The investigation was initiated as a result of complaints made within days of the GDPR coming into effect in May 2018. The complaints were from the associations None Of Your Business (“NOYB”) and La Quadrature du Net (“LQDN”), mandated by 10,000 people to refer the matter to the CNIL.
The case concerns personalised ads on smart phone devices using the Android operating system with a Google account. The regulator found two types of breaches of the GDPR. First, a lack of transparency, and second a lack of valid consent regarding the targeted ads.
The requirement for transparency goes to the heart of the GDPR and applies to all processing.

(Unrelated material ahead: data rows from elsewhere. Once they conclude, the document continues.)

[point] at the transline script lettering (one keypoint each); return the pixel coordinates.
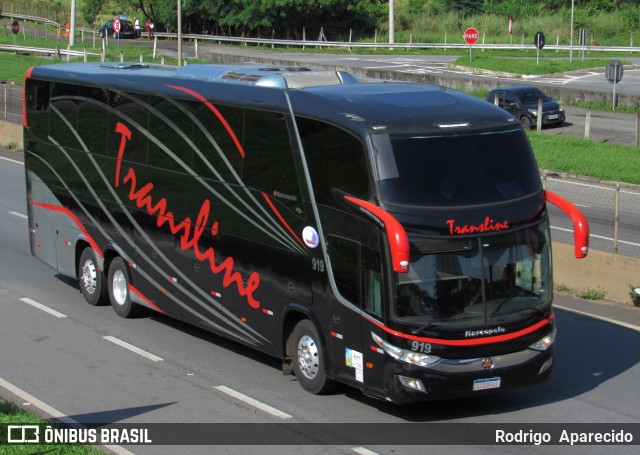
(191, 232)
(488, 226)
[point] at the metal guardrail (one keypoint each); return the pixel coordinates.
(346, 44)
(44, 51)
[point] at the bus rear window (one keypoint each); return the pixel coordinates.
(455, 170)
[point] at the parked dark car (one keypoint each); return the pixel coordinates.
(522, 102)
(126, 30)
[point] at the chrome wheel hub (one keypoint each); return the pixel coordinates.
(308, 357)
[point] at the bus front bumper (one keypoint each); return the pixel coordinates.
(466, 377)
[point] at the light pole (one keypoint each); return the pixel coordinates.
(391, 23)
(72, 24)
(571, 39)
(179, 33)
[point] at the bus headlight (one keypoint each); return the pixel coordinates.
(414, 358)
(545, 342)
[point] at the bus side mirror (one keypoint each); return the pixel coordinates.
(580, 225)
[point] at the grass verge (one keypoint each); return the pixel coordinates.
(618, 163)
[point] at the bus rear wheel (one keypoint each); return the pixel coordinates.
(119, 289)
(308, 359)
(91, 279)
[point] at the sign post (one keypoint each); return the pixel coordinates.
(538, 40)
(471, 37)
(116, 28)
(15, 28)
(613, 73)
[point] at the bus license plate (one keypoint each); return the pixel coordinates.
(485, 384)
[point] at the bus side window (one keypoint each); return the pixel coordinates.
(336, 159)
(63, 120)
(218, 156)
(170, 126)
(372, 281)
(37, 102)
(268, 165)
(93, 118)
(357, 268)
(345, 263)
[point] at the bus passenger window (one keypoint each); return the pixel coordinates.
(372, 276)
(345, 260)
(217, 156)
(268, 164)
(63, 120)
(37, 103)
(93, 118)
(170, 124)
(336, 159)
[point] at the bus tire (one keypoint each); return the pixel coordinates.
(308, 359)
(119, 289)
(91, 279)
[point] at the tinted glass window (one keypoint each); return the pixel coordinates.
(268, 164)
(345, 263)
(456, 170)
(218, 156)
(37, 102)
(171, 126)
(336, 160)
(134, 114)
(93, 118)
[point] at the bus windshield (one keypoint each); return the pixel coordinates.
(477, 282)
(455, 170)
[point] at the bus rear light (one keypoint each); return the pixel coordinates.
(412, 383)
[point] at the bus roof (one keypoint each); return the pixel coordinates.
(361, 106)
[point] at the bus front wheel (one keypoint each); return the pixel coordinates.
(119, 289)
(308, 359)
(91, 279)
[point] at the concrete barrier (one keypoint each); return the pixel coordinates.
(609, 272)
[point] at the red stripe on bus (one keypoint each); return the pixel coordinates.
(213, 109)
(145, 299)
(467, 342)
(60, 209)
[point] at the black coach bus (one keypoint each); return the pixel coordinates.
(391, 236)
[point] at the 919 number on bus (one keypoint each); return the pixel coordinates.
(421, 346)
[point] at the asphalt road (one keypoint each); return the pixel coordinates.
(71, 363)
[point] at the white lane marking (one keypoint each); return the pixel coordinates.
(363, 451)
(44, 308)
(253, 402)
(601, 237)
(53, 412)
(21, 215)
(10, 160)
(601, 318)
(133, 348)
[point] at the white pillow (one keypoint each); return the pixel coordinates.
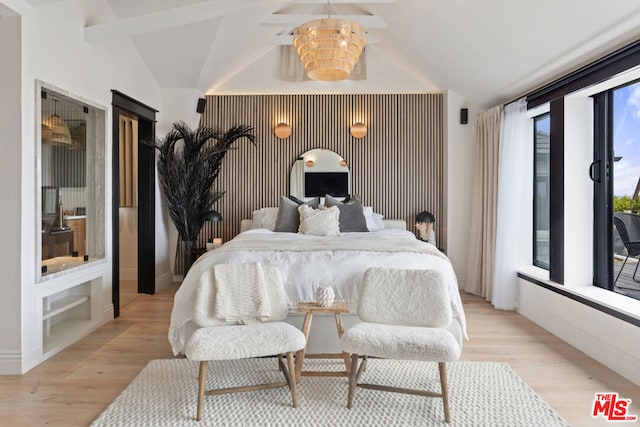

CNIL looked at the information and process a user goes through when setting up the account. They found that the information provided by Google is not easily accessible. Essential information, such as the purposes of the processing, data storage periods and the categories of personal data used for the ads personalization, are disseminated across several documents. Specifically, information is not clear enough so that a user can understand that the legal basis of processing for the ads personalization is consent, and not the legitimate interest of Google.
Meanwhile, the processing operations are “massive and intrusive” because of the number of services offered (e.g. Google search, You tube, Google home, Google maps, Playstore, Google pictures…), and the amount and the nature of the data processed and combined.
Lack of a legal basis
The GDPR also requires a legal basis for processing. “Consent” is one of the possible legal basis and the GDPR significantly raised the bar for obtaining a valid consent.
The CNIL decided that the user’s consent is not validly obtained for two reasons. First, the consent is not sufficiently informed – a lack of transparency is fatal to obtaining a valid consent.. Second, the collected consent is neither “specific” nor “unambiguous”. The user gives his or her consent for all processing operations together, whereas the GDPR requires that the consent is “specific” only if it is given distinctly for each purpose, i.e. a separate consent for each separate processing operation.
Google has said it will appeal the decision.
The case highlights the imperative of, as well as the difficulties in, obtaining a valid consent especially in the complex and mystifying world of targeted advertising where presentation of transparent intelligible information to a user in order to inform consent is challenging.